Announcing New Dataset Search Features

Published July 8, 2024
Update on GitHub

The AI and ML community has shared more than 180,000 public datasets on The Hugging Face Dataset Hub. Researchers and engineers are using these datasets for various tasks, from training LLMs to chat with users to evaluating automatic speech recognition or computer vision systems. Dataset discoverability and visualization are key challenges to letting AI builders find, explore, and transform datasets to fit their use cases.

At Hugging Face, we are building the Dataset Hub as the place for the community to collaborate on open datasets. So we built tools like Dataset Search and the Dataset Viewer, as well as a rich open source ecosystem of tools. Today we are announcing four new features that will take Dataset Search on the Hub to the next level.

Search by Modality

The modality of a dataset corresponds to the type of data inside the dataset. For example, the most common types of data on Hugging Face are text, image, audio, and tabular data.

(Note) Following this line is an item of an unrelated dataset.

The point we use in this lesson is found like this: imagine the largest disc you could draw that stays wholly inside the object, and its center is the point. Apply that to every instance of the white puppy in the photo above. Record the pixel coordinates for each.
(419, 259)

We released a set of filters that allows you to filter datasets that have one or several modalities among this list:

  • Text
  • Image
  • Audio
  • Tabular
  • Time-Series
  • 3D
  • Video
  • Geospatial

For example, it is possible to look for datasets that contain both text and image data:

search by modality example

The modalities of each dataset are automatically detected based on file contents and extensions.

Search by Size

We recently released a new feature in the interface to show the number of rows of each dataset:

number of rows of each dataset

Following this, it is now possible to search datasets by a number of rows by specifying a minimum and maximum number of rows. This will let you look for datasets of small size to the biggest datasets that exist (for example, the ones used to pretrain LLMs).

The information about the number of rows is available for all the datasets in supported formats. Even for the biggest datasets for which the number of rows is not included in the metadata the total number of rows is estimated accurately based on the content of the first 5GB.

For example, if you are looking at the datasets with the highest number of rows on Hugging Face, you can look for datasets with more than 10B (1010) rows:

biggest datasets

Search by Format

The same dataset can be stored in many different formats. For example, text datasets are often in Parquet or JSON Lines, but they could be in text files, and image datasets are often a single directory of images, but they could be in WebDataset format (a format based on TAR archives).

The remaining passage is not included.